Володя попытался втянуть его в обсуждение вопроса о том, какие бабочки на каких растениях кормятся, однако в отсутствие Оскара и эта многообещающая тема никуда нас не привела.
Единственное, на чем мы, все трое, сошлись, так это на том, что нынешняя весна на редкость холодна и дождлива.
— Ну что же, по-моему, все прошло вполне благополучно, — сказал Герман, когда мы распростились с Володей.

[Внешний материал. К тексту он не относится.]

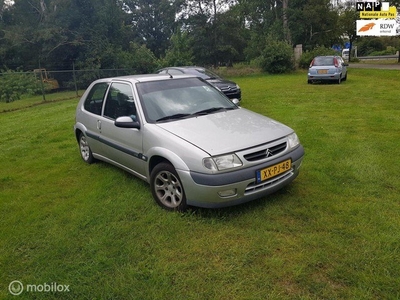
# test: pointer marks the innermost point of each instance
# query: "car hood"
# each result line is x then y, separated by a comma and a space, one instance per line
221, 82
227, 131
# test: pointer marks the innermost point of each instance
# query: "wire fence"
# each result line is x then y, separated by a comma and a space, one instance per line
48, 82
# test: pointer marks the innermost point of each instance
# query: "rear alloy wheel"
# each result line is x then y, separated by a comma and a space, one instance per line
167, 188
84, 148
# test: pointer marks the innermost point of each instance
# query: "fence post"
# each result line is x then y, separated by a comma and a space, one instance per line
73, 75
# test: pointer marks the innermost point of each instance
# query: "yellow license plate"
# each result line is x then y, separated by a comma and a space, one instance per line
274, 170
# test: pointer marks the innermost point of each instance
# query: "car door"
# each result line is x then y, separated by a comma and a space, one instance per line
123, 146
93, 107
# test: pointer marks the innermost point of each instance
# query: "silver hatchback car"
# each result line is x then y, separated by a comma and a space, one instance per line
187, 139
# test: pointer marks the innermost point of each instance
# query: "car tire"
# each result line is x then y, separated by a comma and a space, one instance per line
167, 188
86, 152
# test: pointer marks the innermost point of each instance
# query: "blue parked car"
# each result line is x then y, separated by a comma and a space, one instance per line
327, 68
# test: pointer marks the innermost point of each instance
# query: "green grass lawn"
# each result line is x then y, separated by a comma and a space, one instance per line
332, 234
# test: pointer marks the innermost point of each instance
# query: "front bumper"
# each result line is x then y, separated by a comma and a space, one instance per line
212, 190
320, 77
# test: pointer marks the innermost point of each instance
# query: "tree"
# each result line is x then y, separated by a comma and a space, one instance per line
153, 22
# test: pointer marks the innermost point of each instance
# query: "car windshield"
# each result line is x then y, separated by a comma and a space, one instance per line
323, 61
173, 99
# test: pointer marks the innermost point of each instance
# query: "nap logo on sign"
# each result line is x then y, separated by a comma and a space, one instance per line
376, 27
369, 6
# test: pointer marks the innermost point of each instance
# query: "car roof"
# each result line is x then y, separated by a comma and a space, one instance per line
144, 78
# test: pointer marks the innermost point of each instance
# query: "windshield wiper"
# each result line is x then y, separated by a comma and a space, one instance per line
173, 117
211, 110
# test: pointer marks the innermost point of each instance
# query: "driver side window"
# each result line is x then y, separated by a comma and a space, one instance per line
120, 102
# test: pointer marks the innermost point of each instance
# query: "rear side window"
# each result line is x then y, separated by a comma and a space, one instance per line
95, 98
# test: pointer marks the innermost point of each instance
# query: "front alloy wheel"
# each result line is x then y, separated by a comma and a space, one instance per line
84, 148
167, 188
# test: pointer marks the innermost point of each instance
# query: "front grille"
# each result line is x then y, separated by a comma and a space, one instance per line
265, 153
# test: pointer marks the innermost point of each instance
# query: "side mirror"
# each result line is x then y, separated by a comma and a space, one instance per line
236, 101
126, 122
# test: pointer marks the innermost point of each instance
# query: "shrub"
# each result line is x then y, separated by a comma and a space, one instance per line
13, 84
277, 57
307, 56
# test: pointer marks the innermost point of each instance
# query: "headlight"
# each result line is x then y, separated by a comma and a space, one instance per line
222, 162
293, 140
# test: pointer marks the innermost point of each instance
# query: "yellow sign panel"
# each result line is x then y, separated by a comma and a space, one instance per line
384, 14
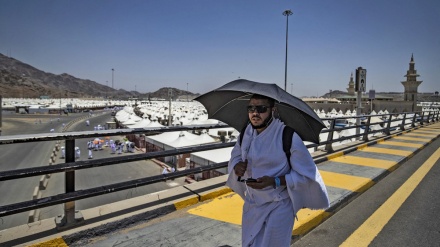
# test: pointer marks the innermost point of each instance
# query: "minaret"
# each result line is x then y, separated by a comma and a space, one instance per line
351, 88
411, 84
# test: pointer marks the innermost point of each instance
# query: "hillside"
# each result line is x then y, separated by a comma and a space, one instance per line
20, 80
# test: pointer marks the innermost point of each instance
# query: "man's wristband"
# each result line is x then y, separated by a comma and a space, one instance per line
277, 182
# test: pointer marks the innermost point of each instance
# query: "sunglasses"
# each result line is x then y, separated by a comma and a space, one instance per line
258, 108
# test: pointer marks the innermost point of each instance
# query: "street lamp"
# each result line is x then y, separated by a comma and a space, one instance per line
286, 13
113, 70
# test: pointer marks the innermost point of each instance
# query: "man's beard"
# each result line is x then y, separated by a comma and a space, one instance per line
265, 123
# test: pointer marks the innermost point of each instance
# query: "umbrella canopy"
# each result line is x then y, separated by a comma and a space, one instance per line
228, 104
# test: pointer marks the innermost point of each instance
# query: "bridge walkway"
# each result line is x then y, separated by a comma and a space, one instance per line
210, 213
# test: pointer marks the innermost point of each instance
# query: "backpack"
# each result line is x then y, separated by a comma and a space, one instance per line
287, 140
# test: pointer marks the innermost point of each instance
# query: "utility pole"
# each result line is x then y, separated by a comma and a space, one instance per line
113, 70
286, 13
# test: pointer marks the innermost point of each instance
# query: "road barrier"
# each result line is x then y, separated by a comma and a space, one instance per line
389, 125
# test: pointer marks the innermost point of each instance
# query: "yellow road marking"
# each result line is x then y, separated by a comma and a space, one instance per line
229, 208
361, 161
386, 151
335, 155
412, 138
423, 134
365, 234
347, 182
59, 242
402, 144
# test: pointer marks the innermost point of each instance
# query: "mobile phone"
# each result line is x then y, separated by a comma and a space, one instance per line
248, 180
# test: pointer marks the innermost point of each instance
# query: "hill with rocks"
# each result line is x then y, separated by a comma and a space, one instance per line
21, 80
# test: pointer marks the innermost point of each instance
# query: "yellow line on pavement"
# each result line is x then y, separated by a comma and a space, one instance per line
412, 138
422, 134
402, 144
386, 151
365, 234
226, 208
362, 161
59, 242
347, 182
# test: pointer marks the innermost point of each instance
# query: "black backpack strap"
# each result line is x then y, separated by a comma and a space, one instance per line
242, 134
287, 141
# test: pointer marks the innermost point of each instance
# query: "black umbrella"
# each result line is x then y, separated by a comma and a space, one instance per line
228, 104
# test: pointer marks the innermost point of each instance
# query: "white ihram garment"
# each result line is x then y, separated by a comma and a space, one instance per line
264, 221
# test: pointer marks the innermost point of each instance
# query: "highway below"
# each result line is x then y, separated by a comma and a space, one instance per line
95, 177
25, 155
16, 156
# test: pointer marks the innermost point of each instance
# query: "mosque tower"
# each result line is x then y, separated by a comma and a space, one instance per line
411, 84
351, 88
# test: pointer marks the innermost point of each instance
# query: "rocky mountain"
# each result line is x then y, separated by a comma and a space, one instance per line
21, 80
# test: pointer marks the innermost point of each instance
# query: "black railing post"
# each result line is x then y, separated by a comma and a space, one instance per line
70, 217
387, 129
328, 146
402, 125
413, 124
367, 128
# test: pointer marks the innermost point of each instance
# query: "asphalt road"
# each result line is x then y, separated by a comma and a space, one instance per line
16, 156
95, 177
25, 155
382, 217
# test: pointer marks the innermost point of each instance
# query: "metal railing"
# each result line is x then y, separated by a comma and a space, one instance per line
389, 124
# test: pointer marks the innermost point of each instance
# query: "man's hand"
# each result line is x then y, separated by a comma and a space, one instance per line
262, 182
240, 168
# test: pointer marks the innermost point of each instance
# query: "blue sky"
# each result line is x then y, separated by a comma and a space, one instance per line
203, 44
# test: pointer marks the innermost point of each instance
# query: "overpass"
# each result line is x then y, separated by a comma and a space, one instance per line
207, 212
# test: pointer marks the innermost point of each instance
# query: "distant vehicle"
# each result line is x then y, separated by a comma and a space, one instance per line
340, 123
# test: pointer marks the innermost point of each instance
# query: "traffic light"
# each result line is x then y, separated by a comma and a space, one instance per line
361, 80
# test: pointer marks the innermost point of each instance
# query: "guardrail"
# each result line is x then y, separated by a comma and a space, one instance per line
387, 125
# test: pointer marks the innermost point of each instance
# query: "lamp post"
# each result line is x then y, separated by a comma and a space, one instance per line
286, 13
113, 70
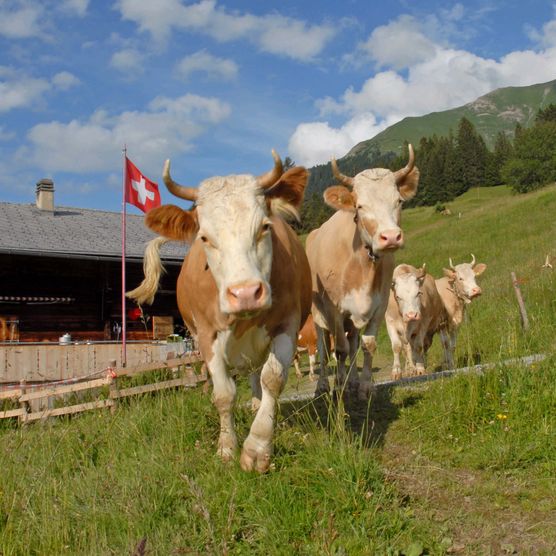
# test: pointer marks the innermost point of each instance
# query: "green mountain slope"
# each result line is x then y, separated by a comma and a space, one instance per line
497, 111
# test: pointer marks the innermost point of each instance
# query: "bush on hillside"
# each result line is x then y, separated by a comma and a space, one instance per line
533, 163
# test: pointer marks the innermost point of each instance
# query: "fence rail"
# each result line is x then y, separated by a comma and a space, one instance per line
31, 409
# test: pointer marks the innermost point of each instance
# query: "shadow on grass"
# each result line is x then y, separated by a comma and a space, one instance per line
367, 419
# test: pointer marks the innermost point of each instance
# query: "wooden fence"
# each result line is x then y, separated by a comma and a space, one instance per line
28, 397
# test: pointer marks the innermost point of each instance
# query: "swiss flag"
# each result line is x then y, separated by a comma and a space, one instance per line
139, 190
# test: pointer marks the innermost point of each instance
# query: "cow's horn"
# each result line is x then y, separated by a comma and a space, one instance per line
399, 175
346, 180
187, 193
272, 176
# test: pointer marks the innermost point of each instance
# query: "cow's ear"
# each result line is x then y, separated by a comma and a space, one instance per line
290, 187
478, 269
408, 186
173, 222
340, 198
284, 198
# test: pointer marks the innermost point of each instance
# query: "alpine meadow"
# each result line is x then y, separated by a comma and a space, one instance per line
461, 465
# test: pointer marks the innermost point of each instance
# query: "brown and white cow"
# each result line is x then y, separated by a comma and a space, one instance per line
243, 291
415, 313
457, 288
352, 259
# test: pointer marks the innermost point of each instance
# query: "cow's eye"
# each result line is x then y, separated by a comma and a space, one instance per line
264, 231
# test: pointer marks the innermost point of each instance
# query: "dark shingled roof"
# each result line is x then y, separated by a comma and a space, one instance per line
76, 233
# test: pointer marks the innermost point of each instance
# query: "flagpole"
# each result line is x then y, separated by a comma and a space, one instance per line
124, 324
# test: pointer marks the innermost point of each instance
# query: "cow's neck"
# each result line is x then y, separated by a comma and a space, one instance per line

— Достаточно благополучно, — ответил я со щемящим сердце чувством, что понять природу моей страстной жажды общества Володи он так и не смог. Да и как бы ему это удалось, если даже сам я за столько лет не смог внятно объяснить ее себе. — Давай заглянем к Святому Роху, — попросил я. — Сделай мне такое одолжение, ладно? Это недалеко отсюда.
В храме только что завершилось крещение. Какие-то люди зажигали свечи в боковых приделах, чтобы получше разглядеть роспись их стен и стоящие в них изваяния. Именно здесь я с полной ясностью понял когда-то, что все мы пребываем в руках Божьих.
— Иногда, — сказал я Герману, как только мы преклонили колени между рядов деревянных скамей, — я и сам не понимаю, за что молюсь.
— Не думаю, что в этом есть что-либо неправильное, — ответил он. — Во всяком случае, не после завтрака в обществе твоего брата.